Unit 5 - Notes

INT222

Unit 5: Introduction to PostgreSQL

1. Introduction to PostgreSQL Database

1.1 Overview

PostgreSQL (pronounced "post-gress-Q-L"), often simply referred to as Postgres, is a powerful, open-source object-relational database management system (ORDBMS). It has earned a strong reputation for reliability, feature robustness, and performance.

Unlike standard Relational Database Management Systems (RDBMS) like MySQL, PostgreSQL is Object-Relational.

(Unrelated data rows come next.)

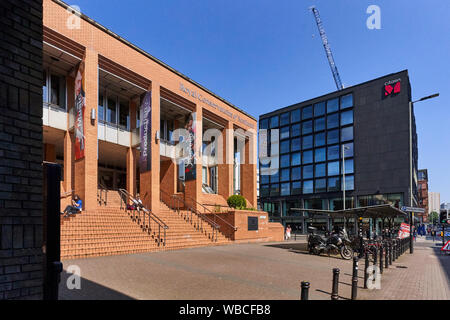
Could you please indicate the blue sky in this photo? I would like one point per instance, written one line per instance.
(266, 54)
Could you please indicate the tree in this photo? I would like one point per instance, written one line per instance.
(433, 217)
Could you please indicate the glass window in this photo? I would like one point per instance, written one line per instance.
(308, 172)
(307, 127)
(347, 101)
(274, 122)
(44, 87)
(320, 155)
(264, 190)
(111, 110)
(124, 114)
(333, 168)
(264, 124)
(285, 175)
(333, 120)
(307, 112)
(296, 159)
(296, 187)
(295, 144)
(284, 119)
(295, 115)
(284, 146)
(321, 185)
(308, 186)
(275, 177)
(295, 130)
(307, 157)
(319, 109)
(101, 109)
(320, 170)
(333, 136)
(296, 173)
(332, 105)
(284, 133)
(346, 117)
(333, 184)
(319, 124)
(284, 159)
(58, 90)
(285, 189)
(348, 150)
(307, 142)
(347, 134)
(348, 166)
(333, 152)
(349, 183)
(319, 139)
(275, 189)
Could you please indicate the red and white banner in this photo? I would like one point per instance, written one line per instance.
(80, 105)
(404, 231)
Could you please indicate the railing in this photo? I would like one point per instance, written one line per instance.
(215, 216)
(149, 222)
(102, 194)
(191, 215)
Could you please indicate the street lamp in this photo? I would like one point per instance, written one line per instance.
(411, 103)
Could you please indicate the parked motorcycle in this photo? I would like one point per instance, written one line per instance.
(335, 243)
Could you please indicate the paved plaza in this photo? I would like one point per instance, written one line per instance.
(254, 271)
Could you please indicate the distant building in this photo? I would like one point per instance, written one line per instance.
(423, 193)
(434, 200)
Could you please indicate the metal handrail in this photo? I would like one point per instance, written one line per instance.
(102, 188)
(192, 214)
(151, 216)
(215, 216)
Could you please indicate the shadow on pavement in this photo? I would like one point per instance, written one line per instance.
(89, 291)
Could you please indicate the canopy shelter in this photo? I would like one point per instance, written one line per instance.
(385, 212)
(378, 211)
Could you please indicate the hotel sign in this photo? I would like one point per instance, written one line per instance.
(392, 87)
(199, 97)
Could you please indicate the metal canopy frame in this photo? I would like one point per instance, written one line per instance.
(379, 211)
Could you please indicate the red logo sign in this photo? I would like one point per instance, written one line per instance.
(390, 89)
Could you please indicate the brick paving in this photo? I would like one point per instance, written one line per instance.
(253, 271)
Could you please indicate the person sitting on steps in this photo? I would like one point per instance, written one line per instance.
(77, 205)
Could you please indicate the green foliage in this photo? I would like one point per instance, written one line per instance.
(237, 202)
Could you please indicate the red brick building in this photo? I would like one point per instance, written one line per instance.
(128, 135)
(423, 193)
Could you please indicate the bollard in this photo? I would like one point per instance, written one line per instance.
(366, 266)
(305, 291)
(355, 278)
(386, 256)
(381, 258)
(335, 285)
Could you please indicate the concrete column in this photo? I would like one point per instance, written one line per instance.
(149, 181)
(248, 171)
(86, 169)
(225, 170)
(193, 188)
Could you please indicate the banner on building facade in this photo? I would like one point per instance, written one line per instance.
(145, 161)
(404, 231)
(80, 105)
(189, 164)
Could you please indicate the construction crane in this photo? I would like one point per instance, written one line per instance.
(337, 78)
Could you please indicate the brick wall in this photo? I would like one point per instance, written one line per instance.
(21, 149)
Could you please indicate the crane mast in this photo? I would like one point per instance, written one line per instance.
(336, 76)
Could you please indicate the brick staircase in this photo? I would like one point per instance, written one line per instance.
(111, 231)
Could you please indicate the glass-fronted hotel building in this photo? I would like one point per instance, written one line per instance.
(360, 133)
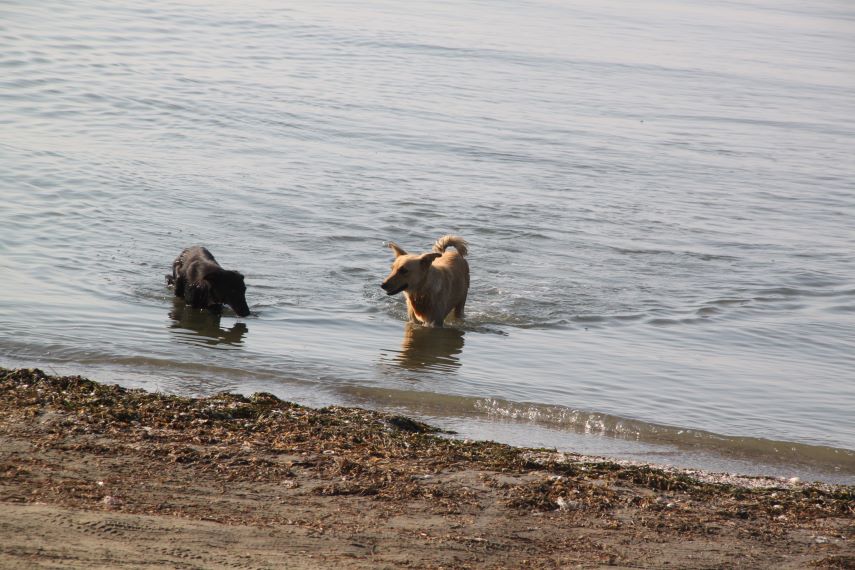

This means it supports features typically associated with object-oriented languages, such as table inheritance and function overloading, while adhering to standard SQL relational concepts.

1.2 Key Features and Capabilities

  • Open Source: It is free to use and modify under the PostgreSQL License (similar to MIT/BSD).
  • ACID Compliance: PostgreSQL is fully ACID (Atomicity, Consistency, Isolation, Durability) compliant, ensuring data validity and reliability even in the event of errors or power failures.
  • Extensibility: Users can define their own data types, custom functions, operators, and procedural languages (PL/pgSQL, PL/Python, etc.).
  • Concurrency: It uses Multi-Version Concurrency Control (MVCC). This allows readers to access data without being blocked by writers, and vice versa, significantly improving performance in high-traffic environments.
  • JSON Support: It offers advanced support for JSON and JSONB (Binary JSON), allowing it to function as a NoSQL database when necessary.
  • Standards Compliance: It adheres closely to the ANSI-SQL standards, making skills transferable to other systems.

1.3 Architecture

PostgreSQL uses a Client/Server model:

  1. Server Process (postgres): Manages database files, accepts connections from client applications, and performs database actions on behalf of the clients.
  2. Client Application: An application (web server, GUI tool, or command-line interface) that sends requests to the server.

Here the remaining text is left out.